How Vipra Software replaced crippling 10-hour SSIS nightly batch runs with a PySpark-native data platform, cutting processing time by 80% and engineering a 12-million-records-per-minute data masking engine.
A major financial services institution was operating a critical reconciliation platform built on SQL Server Integration Services (SSIS) and Oracle stored procedures — a legacy stack that had accumulated over 15 years of business logic, workarounds, and undocumented transformations. Every night, a cascade of SSIS packages ran for 10 hours, processing transaction and reconciliation data before business operations could commence each morning.
The human cost was severe. The operations team had adapted their entire working pattern around the batch window — staff arriving early to assess whether overnight runs had succeeded, manual intervention protocols for the frequent partial failures, and a growing on-call burden as pipeline fragility increased with data volume. Three failed batch runs in a single quarter had caused material delays to regulatory reporting submissions.
The technical debt was compounding. Oracle licensing costs were escalating, the SSIS developer who had built much of the original pipeline had left the organisation, and newer engineering talent had limited appetite to maintain the ageing stack. The platform needed wholesale modernisation, but 10+ TB of historical data and deeply embedded business logic made a straightforward migration implausible without a structured approach.
Vipra Software began with an intensive discovery phase to fully map the existing pipeline logic before writing a single line of replacement code. This investment in understanding the legacy system proved critical — our discovery uncovered 14 undocumented business rules embedded in SSIS transformation scripts that would have been lost in a naive migration.
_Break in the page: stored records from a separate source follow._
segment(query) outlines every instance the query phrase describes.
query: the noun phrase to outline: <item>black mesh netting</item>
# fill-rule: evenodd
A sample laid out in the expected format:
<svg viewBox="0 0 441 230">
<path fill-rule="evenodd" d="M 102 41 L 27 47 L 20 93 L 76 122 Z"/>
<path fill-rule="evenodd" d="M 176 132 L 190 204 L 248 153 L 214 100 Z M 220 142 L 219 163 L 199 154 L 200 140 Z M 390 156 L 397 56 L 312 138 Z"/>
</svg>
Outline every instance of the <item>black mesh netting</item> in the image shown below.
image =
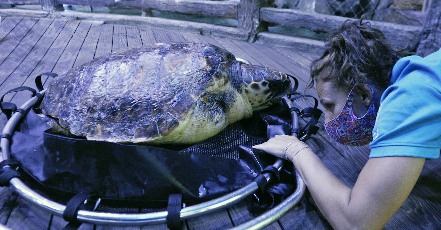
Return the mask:
<svg viewBox="0 0 441 230">
<path fill-rule="evenodd" d="M 284 119 L 288 114 L 277 104 L 192 146 L 149 146 L 54 135 L 31 111 L 13 135 L 11 152 L 31 177 L 26 183 L 58 202 L 66 204 L 82 192 L 102 198 L 99 210 L 147 212 L 166 206 L 170 193 L 182 193 L 189 205 L 222 195 L 248 184 L 273 163 L 254 162 L 238 150 L 267 140 L 262 113 Z"/>
<path fill-rule="evenodd" d="M 239 157 L 237 146 L 251 146 L 266 141 L 266 125 L 255 113 L 252 117 L 228 126 L 220 133 L 193 146 L 161 145 L 158 147 L 181 153 L 198 153 L 229 159 Z"/>
</svg>

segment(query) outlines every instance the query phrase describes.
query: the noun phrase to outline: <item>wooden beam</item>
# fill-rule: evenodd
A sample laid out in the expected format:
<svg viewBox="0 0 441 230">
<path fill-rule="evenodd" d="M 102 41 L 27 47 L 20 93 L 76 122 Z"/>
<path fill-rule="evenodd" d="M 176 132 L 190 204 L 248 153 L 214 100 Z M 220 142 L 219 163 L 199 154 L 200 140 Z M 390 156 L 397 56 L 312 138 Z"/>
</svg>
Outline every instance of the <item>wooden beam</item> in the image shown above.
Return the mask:
<svg viewBox="0 0 441 230">
<path fill-rule="evenodd" d="M 303 52 L 321 53 L 325 51 L 325 43 L 321 41 L 283 35 L 269 32 L 257 34 L 256 43 L 294 49 Z"/>
<path fill-rule="evenodd" d="M 237 18 L 237 0 L 207 1 L 206 0 L 56 0 L 59 4 L 105 6 L 156 10 L 183 14 L 227 18 Z"/>
<path fill-rule="evenodd" d="M 338 29 L 347 20 L 358 20 L 290 9 L 270 7 L 260 9 L 260 18 L 269 22 L 325 33 Z M 397 47 L 411 49 L 416 47 L 422 27 L 375 21 L 365 21 L 369 22 L 373 27 L 381 30 L 389 42 Z"/>
<path fill-rule="evenodd" d="M 40 0 L 0 0 L 0 4 L 11 4 L 13 5 L 40 4 Z"/>
<path fill-rule="evenodd" d="M 10 17 L 27 17 L 29 18 L 46 18 L 49 12 L 34 10 L 21 9 L 0 9 L 0 15 Z"/>
<path fill-rule="evenodd" d="M 432 0 L 420 37 L 416 54 L 425 57 L 441 47 L 441 0 Z"/>
<path fill-rule="evenodd" d="M 0 9 L 0 15 L 3 15 L 3 12 L 5 10 Z M 39 11 L 33 11 L 40 12 Z M 161 18 L 74 11 L 56 11 L 52 14 L 51 16 L 56 18 L 102 21 L 105 23 L 158 27 L 164 29 L 174 30 L 185 33 L 242 40 L 246 40 L 248 37 L 247 34 L 240 34 L 240 31 L 235 27 Z"/>
<path fill-rule="evenodd" d="M 254 41 L 258 33 L 268 30 L 267 23 L 262 23 L 259 19 L 259 9 L 266 6 L 265 4 L 262 0 L 241 0 L 237 7 L 237 28 L 241 34 L 247 36 L 248 41 Z"/>
<path fill-rule="evenodd" d="M 237 18 L 237 0 L 148 0 L 144 7 L 151 10 L 226 18 Z"/>
<path fill-rule="evenodd" d="M 58 3 L 56 0 L 40 0 L 41 10 L 49 12 L 64 10 L 63 5 Z"/>
</svg>

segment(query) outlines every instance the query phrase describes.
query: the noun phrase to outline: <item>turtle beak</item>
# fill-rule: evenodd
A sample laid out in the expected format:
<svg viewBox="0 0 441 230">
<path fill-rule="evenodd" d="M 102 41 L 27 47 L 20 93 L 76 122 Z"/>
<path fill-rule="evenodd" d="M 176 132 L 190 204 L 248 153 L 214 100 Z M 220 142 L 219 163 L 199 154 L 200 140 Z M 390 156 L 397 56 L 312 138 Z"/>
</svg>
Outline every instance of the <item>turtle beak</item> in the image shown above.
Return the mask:
<svg viewBox="0 0 441 230">
<path fill-rule="evenodd" d="M 275 82 L 275 83 L 272 84 L 273 82 Z M 292 85 L 291 84 L 291 81 L 289 78 L 287 78 L 286 80 L 283 81 L 279 80 L 272 81 L 268 84 L 268 87 L 274 92 L 273 95 L 273 99 L 269 101 L 269 102 L 271 102 L 271 104 L 273 104 L 280 101 L 284 96 L 290 93 Z M 273 89 L 272 88 L 274 88 Z"/>
</svg>

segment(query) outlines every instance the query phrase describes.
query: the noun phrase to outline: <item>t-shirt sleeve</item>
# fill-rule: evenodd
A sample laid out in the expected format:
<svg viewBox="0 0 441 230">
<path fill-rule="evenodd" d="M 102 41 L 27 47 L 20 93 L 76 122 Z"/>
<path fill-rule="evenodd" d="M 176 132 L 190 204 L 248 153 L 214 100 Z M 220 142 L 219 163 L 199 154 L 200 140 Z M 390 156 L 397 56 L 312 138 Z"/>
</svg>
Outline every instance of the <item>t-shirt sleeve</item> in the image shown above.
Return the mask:
<svg viewBox="0 0 441 230">
<path fill-rule="evenodd" d="M 411 66 L 411 59 L 397 62 L 404 66 L 401 76 L 381 97 L 370 157 L 439 157 L 441 79 L 436 68 L 424 68 L 422 59 Z"/>
</svg>

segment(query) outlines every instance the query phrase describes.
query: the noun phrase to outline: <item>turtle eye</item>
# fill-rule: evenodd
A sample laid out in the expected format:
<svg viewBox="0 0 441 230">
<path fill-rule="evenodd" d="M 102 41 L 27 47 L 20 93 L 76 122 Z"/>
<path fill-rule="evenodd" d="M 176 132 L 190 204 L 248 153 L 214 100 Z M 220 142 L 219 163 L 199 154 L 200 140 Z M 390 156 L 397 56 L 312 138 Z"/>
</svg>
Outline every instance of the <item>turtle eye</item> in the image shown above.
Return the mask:
<svg viewBox="0 0 441 230">
<path fill-rule="evenodd" d="M 282 87 L 282 80 L 273 80 L 268 84 L 268 87 L 273 91 L 276 91 Z"/>
</svg>

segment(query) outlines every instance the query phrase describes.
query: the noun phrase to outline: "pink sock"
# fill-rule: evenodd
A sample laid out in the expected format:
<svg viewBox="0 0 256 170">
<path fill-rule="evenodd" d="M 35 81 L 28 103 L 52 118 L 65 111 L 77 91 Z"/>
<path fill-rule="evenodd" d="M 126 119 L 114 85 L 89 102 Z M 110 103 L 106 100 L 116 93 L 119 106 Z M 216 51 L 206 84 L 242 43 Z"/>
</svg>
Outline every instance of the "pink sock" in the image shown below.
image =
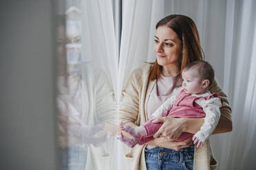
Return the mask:
<svg viewBox="0 0 256 170">
<path fill-rule="evenodd" d="M 134 138 L 147 136 L 146 128 L 144 126 L 132 127 L 122 122 L 120 123 L 120 128 Z"/>
<path fill-rule="evenodd" d="M 124 136 L 121 132 L 118 133 L 118 139 L 125 143 L 131 148 L 133 148 L 137 143 L 138 143 L 138 138 Z"/>
</svg>

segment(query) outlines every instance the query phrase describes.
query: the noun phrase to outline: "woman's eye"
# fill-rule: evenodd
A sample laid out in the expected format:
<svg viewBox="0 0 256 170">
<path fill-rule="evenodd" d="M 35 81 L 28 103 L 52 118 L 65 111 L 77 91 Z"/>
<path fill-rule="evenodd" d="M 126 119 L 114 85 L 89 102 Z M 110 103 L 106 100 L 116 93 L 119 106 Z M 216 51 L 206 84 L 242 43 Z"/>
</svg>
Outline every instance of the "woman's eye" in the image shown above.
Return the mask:
<svg viewBox="0 0 256 170">
<path fill-rule="evenodd" d="M 173 44 L 170 44 L 170 43 L 165 43 L 165 45 L 166 45 L 167 46 L 169 46 L 169 47 L 171 47 L 171 46 L 173 46 Z"/>
</svg>

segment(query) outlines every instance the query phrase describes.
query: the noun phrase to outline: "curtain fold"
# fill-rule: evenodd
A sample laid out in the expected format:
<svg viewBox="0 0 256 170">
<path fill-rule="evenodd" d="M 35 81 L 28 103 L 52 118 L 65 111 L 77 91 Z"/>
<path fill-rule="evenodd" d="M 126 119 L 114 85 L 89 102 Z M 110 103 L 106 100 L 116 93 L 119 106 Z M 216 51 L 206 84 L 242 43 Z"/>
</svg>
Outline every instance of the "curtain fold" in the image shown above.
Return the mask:
<svg viewBox="0 0 256 170">
<path fill-rule="evenodd" d="M 224 88 L 232 106 L 233 132 L 220 138 L 220 169 L 249 169 L 255 141 L 255 1 L 227 1 Z"/>
</svg>

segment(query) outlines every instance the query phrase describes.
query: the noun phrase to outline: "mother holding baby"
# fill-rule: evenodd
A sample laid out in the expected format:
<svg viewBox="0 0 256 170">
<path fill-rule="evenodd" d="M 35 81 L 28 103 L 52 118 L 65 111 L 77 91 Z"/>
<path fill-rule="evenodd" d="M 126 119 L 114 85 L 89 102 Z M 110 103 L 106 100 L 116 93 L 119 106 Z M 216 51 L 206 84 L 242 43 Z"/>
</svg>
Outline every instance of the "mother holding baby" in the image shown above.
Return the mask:
<svg viewBox="0 0 256 170">
<path fill-rule="evenodd" d="M 142 125 L 168 98 L 176 96 L 181 86 L 181 73 L 186 64 L 202 60 L 198 32 L 194 22 L 183 15 L 169 15 L 156 26 L 154 50 L 156 60 L 131 74 L 122 90 L 119 106 L 119 121 L 131 126 Z M 232 130 L 231 109 L 226 95 L 214 80 L 209 87 L 222 99 L 221 115 L 213 134 Z M 125 155 L 130 169 L 215 169 L 209 141 L 196 148 L 191 138 L 177 142 L 182 132 L 195 134 L 204 124 L 204 118 L 158 118 L 163 123 L 153 140 L 136 145 Z M 124 135 L 127 135 L 123 132 Z"/>
</svg>

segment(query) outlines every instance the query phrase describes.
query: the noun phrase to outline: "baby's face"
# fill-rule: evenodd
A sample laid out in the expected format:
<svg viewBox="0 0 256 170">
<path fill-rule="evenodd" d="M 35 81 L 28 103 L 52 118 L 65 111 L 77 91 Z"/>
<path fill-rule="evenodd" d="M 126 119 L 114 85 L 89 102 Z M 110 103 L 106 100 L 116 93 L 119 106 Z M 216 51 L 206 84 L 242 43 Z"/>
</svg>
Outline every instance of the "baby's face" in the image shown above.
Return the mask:
<svg viewBox="0 0 256 170">
<path fill-rule="evenodd" d="M 182 87 L 188 94 L 204 93 L 203 80 L 199 77 L 198 71 L 191 68 L 182 71 Z"/>
</svg>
The modernised platform is built on a Hadoop/PySpark foundation with Hive metastore for schema management and Apache Airflow for orchestration. The ingestion layer reads from Oracle source databases via JDBC parallel read partitioning — splitting large Oracle tables across multiple Spark executors for maximum parallelism during the nightly load window.
Delta Lake provides ACID semantics critical for financial data reconciliation — enabling time-travel queries for audit purposes and ensuring that partial job failures can be cleanly rolled back without manual intervention. Partition pruning on transaction date columns reduces I/O by 85% for the daily incremental loads that constitute the majority of nightly processing.
The data masking engine deserves particular note: it operates as a standalone PySpark library that can be invoked as part of any pipeline. Masking rules are configuration-driven (YAML schema definitions), enabling the compliance team to add new sensitive field classifications without code changes. The 12M records/minute throughput was validated under production-equivalent data volumes before go-live.
The nightly reconciliation window dropped from 10 hours to under 2 hours in the first week of production operation — an 80% reduction that fundamentally changed the operations team's working pattern. Early morning manual intervention protocols were retired, and the on-call burden was eliminated through Airflow's automated retry and alerting capabilities.
The data masking engine unlocked a capability the team had been unable to achieve for years: production-equivalent data in development and testing environments. This removed a major bottleneck in the engineering release cycle, as developers could now validate changes against realistic data volumes without the 6-week turnaround previously required to obtain anonymised data sets.
Oracle licensing costs were eliminated entirely, representing an additional $340K annual saving beyond the processing efficiency gains. The modernised platform has since been extended to support two additional reconciliation domains that had previously been excluded from the legacy system due to performance constraints.